Des cartels et groupes armés colombiens envoient depuis plus d'un an des hommes sur le front ukrainien pour y acquérir une expérience avancée des drones de combat, avant de les rapatrier avec ce savoir-faire. Selon une enquête du Financial Times, ces combattants sont identifiés puis renvoyés chez eux par les autorités ukrainiennes, mais les candidats reviennent malgré tout.
Des volontaires sous surveillance
Taras Palianytsia, officier du centre de recrutement étranger du ministère ukrainien de la Défense, affirme au quotidien britannique que ces hommes ont été détectés puis renvoyés. Le tri commence parfois directement dans les rangs : un volontaire colombien engagé aux côtés de Kiev a ainsi découvert que certains de ses compatriotes avaient des liens avec le crime organisé en Colombie. Depuis un an, plusieurs tentatives similaires auraient été déjouées, suivant le même schéma : profiter du recrutement de volontaires étrangers pour faire entrer des hommes déjà aguerris, leur faire acquérir des compétences spécifiques sur les drones, puis les récupérer une fois formés.
Kiev, qui apprécie pourtant les combattants colombiens pour leur expérience militaire, doit donc distinguer les volontaires venus se battre de ceux venus surtout apprendre.
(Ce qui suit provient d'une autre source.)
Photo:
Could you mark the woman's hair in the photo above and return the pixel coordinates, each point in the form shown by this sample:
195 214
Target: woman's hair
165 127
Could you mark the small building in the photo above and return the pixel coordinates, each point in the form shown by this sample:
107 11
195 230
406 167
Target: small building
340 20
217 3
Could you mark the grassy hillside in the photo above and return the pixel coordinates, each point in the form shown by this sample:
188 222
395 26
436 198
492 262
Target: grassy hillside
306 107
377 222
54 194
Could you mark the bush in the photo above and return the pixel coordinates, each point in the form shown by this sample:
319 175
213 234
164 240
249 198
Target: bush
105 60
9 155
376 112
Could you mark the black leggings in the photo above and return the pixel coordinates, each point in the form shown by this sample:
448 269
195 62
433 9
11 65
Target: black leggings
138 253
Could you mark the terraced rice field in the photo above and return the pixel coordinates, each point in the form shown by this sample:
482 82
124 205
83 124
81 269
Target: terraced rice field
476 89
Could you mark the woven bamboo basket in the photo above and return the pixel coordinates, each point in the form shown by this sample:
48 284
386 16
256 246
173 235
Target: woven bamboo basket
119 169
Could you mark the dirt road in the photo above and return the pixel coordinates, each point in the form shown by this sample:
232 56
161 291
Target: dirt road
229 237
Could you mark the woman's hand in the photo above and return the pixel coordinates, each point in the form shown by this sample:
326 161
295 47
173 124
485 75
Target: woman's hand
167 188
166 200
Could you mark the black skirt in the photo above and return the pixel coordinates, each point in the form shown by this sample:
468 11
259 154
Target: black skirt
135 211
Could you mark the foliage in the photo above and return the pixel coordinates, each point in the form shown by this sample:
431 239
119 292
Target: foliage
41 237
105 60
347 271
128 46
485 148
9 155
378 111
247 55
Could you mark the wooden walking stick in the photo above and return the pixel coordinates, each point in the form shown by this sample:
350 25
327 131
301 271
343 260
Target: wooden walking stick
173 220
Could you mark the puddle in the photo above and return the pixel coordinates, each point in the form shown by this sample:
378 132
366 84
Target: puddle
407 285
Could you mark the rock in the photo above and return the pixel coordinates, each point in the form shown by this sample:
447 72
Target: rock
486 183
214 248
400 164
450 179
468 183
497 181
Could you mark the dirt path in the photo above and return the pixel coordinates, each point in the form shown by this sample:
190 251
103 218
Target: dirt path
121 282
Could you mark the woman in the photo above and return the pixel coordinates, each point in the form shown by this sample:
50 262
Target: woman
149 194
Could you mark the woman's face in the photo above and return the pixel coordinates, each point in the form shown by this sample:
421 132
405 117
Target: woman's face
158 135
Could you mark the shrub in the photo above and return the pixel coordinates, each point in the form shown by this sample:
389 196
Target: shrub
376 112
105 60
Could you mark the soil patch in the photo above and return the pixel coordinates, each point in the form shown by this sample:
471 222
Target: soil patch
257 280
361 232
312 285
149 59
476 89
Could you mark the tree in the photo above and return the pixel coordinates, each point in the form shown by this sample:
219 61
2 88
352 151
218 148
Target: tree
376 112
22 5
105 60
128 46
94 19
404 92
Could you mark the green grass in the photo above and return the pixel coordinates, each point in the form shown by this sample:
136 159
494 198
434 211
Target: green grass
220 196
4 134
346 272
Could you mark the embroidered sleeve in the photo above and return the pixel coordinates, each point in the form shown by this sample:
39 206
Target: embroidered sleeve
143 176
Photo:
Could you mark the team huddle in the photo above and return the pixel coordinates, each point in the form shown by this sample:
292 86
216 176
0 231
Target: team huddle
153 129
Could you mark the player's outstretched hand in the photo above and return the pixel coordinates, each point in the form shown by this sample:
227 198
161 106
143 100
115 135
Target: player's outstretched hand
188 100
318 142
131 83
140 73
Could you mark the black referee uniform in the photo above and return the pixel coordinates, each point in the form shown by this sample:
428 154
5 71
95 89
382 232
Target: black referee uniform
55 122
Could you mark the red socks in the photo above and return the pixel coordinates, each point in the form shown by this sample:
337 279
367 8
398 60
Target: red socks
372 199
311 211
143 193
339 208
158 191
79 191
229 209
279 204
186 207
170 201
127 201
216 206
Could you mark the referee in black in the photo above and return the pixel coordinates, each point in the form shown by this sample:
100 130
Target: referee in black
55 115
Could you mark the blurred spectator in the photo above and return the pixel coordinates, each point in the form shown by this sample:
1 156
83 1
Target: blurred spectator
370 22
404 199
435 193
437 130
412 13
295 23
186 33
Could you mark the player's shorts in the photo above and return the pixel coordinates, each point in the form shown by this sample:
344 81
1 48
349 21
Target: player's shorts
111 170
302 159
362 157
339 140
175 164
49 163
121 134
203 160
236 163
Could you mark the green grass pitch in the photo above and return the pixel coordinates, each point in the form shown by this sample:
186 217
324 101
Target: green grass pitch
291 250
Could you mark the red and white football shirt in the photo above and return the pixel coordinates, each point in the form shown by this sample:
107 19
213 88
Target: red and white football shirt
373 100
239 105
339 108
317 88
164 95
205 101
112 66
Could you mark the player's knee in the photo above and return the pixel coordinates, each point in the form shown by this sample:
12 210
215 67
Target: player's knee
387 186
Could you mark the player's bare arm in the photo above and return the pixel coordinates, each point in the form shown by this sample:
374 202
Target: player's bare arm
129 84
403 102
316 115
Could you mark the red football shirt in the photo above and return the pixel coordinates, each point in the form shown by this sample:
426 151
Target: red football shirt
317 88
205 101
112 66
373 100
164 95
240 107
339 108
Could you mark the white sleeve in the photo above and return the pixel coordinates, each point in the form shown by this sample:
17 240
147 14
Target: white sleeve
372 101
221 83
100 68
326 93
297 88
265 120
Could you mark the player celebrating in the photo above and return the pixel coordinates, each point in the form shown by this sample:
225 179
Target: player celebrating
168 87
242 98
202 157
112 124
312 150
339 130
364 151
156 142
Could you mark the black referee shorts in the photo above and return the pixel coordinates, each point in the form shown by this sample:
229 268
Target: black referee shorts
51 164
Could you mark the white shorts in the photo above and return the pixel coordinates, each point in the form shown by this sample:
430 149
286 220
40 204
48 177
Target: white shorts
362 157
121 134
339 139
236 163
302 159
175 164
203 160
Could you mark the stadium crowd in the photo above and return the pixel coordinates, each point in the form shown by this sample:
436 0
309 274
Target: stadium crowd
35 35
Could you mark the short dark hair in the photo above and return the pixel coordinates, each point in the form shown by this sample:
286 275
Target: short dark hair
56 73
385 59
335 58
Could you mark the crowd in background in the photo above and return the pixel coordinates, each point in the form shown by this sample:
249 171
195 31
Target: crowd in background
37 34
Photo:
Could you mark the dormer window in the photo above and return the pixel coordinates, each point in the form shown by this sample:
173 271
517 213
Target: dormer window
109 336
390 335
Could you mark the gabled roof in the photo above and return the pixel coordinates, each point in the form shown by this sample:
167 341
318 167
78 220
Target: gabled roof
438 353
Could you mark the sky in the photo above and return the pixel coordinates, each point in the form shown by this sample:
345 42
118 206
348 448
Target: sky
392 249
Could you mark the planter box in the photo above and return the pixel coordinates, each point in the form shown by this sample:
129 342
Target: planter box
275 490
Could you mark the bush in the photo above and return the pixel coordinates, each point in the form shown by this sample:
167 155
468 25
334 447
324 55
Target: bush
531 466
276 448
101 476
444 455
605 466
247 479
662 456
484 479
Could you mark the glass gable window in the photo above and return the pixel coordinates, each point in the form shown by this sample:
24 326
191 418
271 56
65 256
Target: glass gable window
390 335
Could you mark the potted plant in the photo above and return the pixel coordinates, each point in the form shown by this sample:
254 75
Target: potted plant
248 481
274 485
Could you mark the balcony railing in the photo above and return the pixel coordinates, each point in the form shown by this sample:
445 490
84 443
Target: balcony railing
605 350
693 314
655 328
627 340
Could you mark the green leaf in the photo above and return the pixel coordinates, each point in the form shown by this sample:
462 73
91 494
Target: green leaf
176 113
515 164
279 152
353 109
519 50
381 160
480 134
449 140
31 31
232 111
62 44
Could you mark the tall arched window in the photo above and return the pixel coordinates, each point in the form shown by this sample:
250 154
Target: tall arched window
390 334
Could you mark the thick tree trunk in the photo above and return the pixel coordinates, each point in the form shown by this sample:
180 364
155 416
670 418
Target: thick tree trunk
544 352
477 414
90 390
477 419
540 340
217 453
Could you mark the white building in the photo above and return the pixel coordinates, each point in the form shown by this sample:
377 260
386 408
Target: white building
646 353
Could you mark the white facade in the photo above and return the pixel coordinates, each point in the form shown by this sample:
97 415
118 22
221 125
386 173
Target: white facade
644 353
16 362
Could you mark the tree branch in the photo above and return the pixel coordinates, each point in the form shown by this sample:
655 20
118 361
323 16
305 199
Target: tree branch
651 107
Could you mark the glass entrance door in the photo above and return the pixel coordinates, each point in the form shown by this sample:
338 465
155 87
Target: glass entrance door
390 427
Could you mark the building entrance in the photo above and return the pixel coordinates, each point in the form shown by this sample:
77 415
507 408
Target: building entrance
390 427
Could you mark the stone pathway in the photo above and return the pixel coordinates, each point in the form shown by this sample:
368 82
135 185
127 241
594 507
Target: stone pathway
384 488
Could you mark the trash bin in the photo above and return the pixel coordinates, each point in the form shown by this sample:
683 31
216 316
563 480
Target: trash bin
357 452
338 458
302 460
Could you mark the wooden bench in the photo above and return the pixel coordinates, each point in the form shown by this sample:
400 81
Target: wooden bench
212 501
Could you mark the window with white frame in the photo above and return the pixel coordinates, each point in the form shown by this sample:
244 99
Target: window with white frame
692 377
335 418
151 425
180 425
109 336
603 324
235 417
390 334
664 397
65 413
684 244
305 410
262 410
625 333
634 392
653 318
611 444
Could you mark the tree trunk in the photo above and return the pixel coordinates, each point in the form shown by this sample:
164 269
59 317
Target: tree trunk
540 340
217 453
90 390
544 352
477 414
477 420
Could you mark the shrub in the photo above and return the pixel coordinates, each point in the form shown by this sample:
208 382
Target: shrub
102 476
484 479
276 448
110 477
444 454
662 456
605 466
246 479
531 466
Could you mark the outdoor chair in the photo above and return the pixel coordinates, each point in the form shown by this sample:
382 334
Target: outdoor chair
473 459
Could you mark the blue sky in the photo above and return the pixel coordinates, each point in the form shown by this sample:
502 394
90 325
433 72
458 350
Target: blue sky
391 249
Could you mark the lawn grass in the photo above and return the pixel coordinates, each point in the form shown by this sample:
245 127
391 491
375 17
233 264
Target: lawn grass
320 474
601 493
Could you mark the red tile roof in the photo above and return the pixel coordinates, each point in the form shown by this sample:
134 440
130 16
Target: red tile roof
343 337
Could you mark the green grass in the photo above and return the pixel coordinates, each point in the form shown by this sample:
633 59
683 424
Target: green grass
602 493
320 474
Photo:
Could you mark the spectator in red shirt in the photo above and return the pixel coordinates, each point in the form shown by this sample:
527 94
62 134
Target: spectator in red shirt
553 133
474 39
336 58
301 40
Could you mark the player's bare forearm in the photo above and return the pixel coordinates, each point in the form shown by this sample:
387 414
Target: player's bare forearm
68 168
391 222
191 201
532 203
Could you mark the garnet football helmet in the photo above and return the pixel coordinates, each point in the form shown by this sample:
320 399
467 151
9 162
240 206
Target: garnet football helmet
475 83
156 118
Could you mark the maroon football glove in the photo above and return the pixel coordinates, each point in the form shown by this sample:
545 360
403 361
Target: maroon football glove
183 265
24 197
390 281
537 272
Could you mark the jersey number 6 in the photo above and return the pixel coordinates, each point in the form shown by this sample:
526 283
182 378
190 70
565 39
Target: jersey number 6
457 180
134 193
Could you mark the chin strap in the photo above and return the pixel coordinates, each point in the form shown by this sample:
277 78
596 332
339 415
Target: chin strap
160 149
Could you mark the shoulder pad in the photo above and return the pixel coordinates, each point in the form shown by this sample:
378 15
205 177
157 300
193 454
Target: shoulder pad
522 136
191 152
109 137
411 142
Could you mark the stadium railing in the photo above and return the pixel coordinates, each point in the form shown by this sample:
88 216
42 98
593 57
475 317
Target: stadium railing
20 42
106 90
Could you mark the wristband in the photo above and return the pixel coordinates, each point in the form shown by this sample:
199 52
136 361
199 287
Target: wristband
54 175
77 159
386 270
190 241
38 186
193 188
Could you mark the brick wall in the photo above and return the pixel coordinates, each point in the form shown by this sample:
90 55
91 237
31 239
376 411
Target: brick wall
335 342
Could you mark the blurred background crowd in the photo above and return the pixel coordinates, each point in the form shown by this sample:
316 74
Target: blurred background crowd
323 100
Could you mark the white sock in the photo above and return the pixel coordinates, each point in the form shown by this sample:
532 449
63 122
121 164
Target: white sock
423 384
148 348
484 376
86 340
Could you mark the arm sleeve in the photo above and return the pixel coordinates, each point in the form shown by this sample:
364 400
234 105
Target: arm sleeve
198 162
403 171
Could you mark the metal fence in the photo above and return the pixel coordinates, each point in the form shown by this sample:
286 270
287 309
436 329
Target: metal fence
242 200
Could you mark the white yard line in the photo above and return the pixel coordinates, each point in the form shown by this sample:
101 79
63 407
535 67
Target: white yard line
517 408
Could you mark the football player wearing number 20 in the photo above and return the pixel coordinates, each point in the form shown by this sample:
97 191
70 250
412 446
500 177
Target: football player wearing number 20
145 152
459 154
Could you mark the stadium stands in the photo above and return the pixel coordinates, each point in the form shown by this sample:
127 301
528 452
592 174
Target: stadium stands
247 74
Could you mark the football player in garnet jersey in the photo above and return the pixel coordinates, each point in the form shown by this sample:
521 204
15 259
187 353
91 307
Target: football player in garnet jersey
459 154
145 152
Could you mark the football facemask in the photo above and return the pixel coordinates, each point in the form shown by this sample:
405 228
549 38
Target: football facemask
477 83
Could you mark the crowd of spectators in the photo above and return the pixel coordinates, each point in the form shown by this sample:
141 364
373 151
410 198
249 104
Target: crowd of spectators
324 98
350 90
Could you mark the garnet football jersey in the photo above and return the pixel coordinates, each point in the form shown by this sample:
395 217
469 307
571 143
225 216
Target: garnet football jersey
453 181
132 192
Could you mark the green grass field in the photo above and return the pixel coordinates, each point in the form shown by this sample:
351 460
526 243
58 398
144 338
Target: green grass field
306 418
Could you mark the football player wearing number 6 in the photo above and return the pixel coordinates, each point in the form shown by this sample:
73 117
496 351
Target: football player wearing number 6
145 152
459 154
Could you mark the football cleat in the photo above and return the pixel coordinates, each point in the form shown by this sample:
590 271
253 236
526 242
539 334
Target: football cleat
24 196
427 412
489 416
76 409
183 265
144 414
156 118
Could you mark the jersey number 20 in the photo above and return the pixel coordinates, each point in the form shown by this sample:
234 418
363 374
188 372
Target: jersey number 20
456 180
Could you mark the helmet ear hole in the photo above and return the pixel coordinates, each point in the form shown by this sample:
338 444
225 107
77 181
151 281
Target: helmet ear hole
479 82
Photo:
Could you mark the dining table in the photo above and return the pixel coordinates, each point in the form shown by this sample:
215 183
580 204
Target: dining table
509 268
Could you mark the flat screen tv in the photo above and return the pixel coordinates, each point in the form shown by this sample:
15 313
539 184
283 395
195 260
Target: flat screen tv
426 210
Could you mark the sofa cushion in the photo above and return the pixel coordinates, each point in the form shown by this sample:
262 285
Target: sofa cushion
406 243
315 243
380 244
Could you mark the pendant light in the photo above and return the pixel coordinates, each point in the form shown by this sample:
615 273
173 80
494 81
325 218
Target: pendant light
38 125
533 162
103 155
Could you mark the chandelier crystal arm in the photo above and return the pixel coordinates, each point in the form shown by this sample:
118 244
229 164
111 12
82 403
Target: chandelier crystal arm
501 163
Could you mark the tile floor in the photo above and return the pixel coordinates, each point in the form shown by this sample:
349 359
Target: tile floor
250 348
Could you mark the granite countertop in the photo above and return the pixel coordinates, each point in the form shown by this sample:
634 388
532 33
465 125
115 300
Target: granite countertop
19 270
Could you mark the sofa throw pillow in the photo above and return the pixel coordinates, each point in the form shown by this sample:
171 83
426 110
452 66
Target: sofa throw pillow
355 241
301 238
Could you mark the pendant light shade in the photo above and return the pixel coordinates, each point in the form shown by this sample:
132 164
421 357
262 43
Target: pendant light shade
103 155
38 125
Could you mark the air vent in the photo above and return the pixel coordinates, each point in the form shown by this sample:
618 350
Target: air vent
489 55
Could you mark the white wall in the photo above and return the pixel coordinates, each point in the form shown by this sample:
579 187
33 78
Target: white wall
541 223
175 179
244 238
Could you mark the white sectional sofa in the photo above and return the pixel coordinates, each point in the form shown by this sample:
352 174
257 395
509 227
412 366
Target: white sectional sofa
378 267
Le front comme école à ciel ouvert
L'Ukraine n'a pas été choisie au hasard. En quatre ans de guerre à grande échelle, l'usage militaire des drones y a évolué à une vitesse rare. Les Colombiens présents sur le front peuvent notamment apprendre à piloter des drones FPV (First Person View), très maniables, mais aussi à protéger leurs communications du brouillage électronique. C'est précisément ce qui intéresse les groupes armés colombiens.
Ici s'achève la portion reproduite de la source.